What is Sickle Cell Disease?

The reason our millions of red blood cells that carry life-sustaining oxygen from the lungs to the rest of our bodies are red is that they contain large amounts of a red-colored protein molecule called hemoglobin.  It’s hemoglobin that picks up oxygen in the lungs and deposits it elsewhere.

Normal hemoglobin inside a red blood cell is liquid, like a bag of soup.  It flows freely so that normal red blood cells containing it are round and pliable and can navigate tiny blood vessels without getting stuck.

Proteins like hemoglobin are chains of amino acids programmed by our genes.  A single mutation of the gene that produces hemoglobin causes a subtle change in the hemoglobin protein that causes it to line up to form rigid needles.  The affected red blood cells develop an elongated shape resembling a scythe – hence the designation of “sickle cell” – and now form log jams in the blood circulation.  The impeded blood flow deprives tissues of oxygen resulting in severe pain and organ deterioration. These are the clinical hallmarks of sickle cell disease. It is a major cause of death of children under age five in developing countries where the disease is prevalent.  The main cause of death is infection to which sickle cell disease sufferers are greatly susceptible.

The transformation of red blood cells from their normal to a sickle shape only occurs when essentially all of the hemoglobin is abnormally affected.  This condition requires that one has inherited the mutated sickle cell gene from both parents. When someone has one sickle cell gene and one normal gene, a circumstance known as “sickle cell trait,” the red cells function perfectly normally, and the affected persons have no symptoms, although if they mate with a partner who has the trait, they may produce sickle cell disease offspring.

If a double dose of sickle cell genes is highly lethal, why didn’t the mutant sickle cell gene disappear?  The answer is that sickle cell trait protects those who have it from dying of a severe form of malaria – for reasons we simply don’t understand.  So, nature sacrifices individuals with sickle cell anemia to sustain the much greater number of persons carrying the trait. Therefore, it’s no surprise that sickle cell disease tracks geographically with the distribution of malaria – in Africa, India and the Middle East.

While currently no cure exists for sickle cell disease applicable to developing nations, relatively simple interventions can prevent death and treat the manifestations of sickle cell disease.  These measures include certain vitamins, vaccination against infections, prophylactic antibiotics and avoidance of dehydration. A few drugs have been developed that reduce the frequency of sickle cell disease symptoms, and recent work has shown that it’s feasible to administer them in Africa.  Employing these strategies, however, requires making the diagnosis of sickle cell disease by obtaining a blood sample and testing it – and doing so is a challenge in rural areas of developing countries for the following reasons.

First, awareness of the disease is poor, despite its prevalence.  The symptoms caused by sickle cell disease overlap those of malaria and other endemic maladies.  

Second, the diagnosis requires sophisticated equipment, not available or even usable in remote rural villages lacking electricity.  

Third, the dispersion of patients throughout vast rural hinterlands rarely in contact with health centers precludes transferring blood samples from infrequent patient encounters to centers able to make the diagnosis.  

What is needed is a “point-of-care” test that allows the healthcare worker to make a diagnosis on the spot and enroll the patient into an intervention program.  
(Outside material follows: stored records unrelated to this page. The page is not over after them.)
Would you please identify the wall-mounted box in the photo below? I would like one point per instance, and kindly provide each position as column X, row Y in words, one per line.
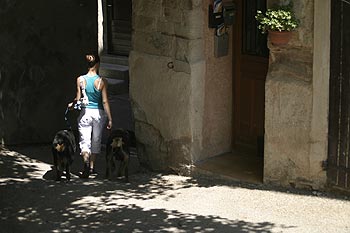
column 215, row 19
column 221, row 45
column 229, row 13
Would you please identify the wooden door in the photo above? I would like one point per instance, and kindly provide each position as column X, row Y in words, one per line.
column 119, row 26
column 250, row 68
column 338, row 165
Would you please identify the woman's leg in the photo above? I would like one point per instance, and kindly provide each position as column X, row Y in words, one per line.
column 97, row 130
column 85, row 128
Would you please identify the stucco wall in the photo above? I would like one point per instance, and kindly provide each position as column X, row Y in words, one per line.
column 166, row 79
column 181, row 94
column 43, row 47
column 291, row 113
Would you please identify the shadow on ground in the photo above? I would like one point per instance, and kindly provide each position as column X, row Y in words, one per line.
column 30, row 203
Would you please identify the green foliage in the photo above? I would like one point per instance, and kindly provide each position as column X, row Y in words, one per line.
column 278, row 18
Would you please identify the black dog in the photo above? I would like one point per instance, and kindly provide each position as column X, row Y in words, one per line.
column 63, row 150
column 118, row 149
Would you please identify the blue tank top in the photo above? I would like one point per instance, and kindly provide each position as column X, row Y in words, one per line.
column 93, row 94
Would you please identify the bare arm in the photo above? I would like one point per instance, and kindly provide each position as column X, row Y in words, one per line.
column 78, row 94
column 106, row 103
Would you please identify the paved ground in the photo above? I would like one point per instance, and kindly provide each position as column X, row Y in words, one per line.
column 31, row 201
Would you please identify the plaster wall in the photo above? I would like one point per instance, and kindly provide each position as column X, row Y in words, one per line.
column 44, row 43
column 166, row 81
column 296, row 106
column 181, row 94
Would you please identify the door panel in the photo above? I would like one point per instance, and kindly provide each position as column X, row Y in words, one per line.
column 119, row 26
column 250, row 69
column 338, row 171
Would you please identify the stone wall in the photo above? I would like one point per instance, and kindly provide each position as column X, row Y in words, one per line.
column 166, row 80
column 43, row 46
column 289, row 104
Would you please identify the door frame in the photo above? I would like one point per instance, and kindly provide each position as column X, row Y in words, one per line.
column 237, row 59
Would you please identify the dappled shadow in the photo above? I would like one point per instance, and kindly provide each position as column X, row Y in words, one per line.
column 30, row 203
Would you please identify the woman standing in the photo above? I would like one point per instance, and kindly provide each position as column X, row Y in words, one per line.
column 92, row 90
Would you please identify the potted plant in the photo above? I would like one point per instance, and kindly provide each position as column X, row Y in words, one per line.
column 279, row 21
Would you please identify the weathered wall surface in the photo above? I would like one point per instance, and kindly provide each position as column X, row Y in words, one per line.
column 288, row 106
column 166, row 79
column 43, row 47
column 181, row 103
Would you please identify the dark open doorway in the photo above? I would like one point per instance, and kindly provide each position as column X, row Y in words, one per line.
column 250, row 65
column 119, row 14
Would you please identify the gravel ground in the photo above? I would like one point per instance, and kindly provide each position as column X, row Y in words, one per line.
column 31, row 201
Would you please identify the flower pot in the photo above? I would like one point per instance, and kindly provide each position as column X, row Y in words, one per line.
column 279, row 38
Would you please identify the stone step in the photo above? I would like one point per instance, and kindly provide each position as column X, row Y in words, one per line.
column 114, row 71
column 117, row 86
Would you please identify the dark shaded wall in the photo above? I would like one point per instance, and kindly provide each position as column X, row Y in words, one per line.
column 43, row 44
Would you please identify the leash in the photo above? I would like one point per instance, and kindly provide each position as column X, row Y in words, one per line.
column 66, row 119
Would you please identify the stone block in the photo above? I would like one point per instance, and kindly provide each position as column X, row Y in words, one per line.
column 144, row 24
column 148, row 8
column 154, row 43
column 190, row 51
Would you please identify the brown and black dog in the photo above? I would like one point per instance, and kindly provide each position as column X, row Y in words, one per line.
column 63, row 150
column 118, row 149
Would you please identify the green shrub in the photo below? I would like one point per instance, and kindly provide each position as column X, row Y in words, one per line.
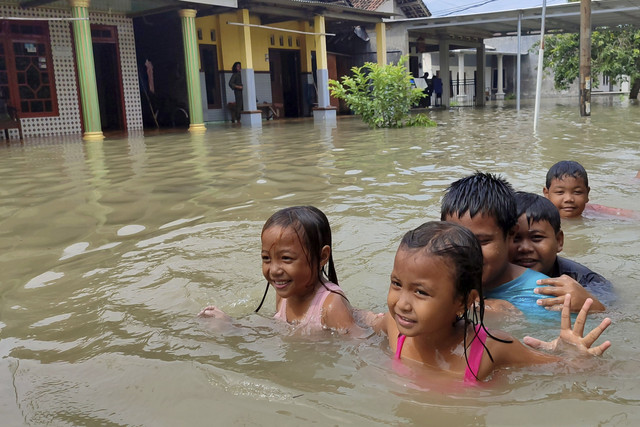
column 381, row 94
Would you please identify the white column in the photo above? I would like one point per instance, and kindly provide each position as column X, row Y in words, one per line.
column 444, row 71
column 461, row 88
column 480, row 70
column 500, row 93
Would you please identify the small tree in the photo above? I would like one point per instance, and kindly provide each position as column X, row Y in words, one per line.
column 381, row 94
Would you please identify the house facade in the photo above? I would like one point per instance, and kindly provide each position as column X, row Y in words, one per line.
column 92, row 67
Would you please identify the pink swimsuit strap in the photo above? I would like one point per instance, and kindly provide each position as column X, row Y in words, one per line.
column 474, row 356
column 399, row 345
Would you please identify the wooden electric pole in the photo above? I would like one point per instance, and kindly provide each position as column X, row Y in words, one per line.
column 585, row 57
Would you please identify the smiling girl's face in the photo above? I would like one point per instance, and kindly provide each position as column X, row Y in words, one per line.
column 422, row 297
column 285, row 263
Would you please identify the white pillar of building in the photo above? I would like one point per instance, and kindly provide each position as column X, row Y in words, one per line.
column 500, row 93
column 480, row 70
column 461, row 88
column 444, row 71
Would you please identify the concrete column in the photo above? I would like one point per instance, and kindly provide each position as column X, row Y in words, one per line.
column 86, row 71
column 324, row 110
column 444, row 71
column 500, row 93
column 381, row 43
column 461, row 88
column 191, row 60
column 480, row 81
column 251, row 116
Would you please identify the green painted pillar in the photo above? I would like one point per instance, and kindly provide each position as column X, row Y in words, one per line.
column 86, row 71
column 189, row 38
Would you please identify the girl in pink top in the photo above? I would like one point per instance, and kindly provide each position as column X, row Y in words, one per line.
column 436, row 309
column 297, row 263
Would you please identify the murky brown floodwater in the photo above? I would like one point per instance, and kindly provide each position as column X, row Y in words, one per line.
column 108, row 250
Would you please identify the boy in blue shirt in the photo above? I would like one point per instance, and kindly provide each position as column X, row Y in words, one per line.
column 536, row 244
column 485, row 204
Options has established partnerships that have come up with just such a test that simply rapidly and inexpensively generates a point of care diagnosis.  All it requires for power is an automobile battery. One of the partnerships was with the Department of Chemistry of Harvard University that developed the test in synchrony with a device company. Options connected them to dental and medical colleagues at the National Zambian Dental Training School and University Teaching Hospital, Zambia’s largest academic health center respectively.  The Harvard chemists and the device manufacturer validated the test with known sickle cell disease patients. In 2017, Options and these partners field tested the device at a remote rural health center in Zambia on 500 people who gathered for a dental prevention project. The test highly reliably diagnosed patients who were referred to the health center for further management.

Having now shown that applying dental prevention to round up persons subsequently diagnosed with sickle cell disease with the point-of-care test, Options’ ambition is to take the combined strategy of oral health prevention and sickle cell disease diagnostic screening into the rural areas of the entire country of Zambia.  This project will entail coordinating efforts of the device maker, the Zambian Dental Training School, University Teaching Hospital, the Zambian Ministry of Health, the Zambian Health Council and potential corporate donors of toothbrushes, toothpaste, fluoride varnish and other supplies.  Although corporate donations have been generous in the past, Options will need to raise funds to sustain the scale of the envisioned program.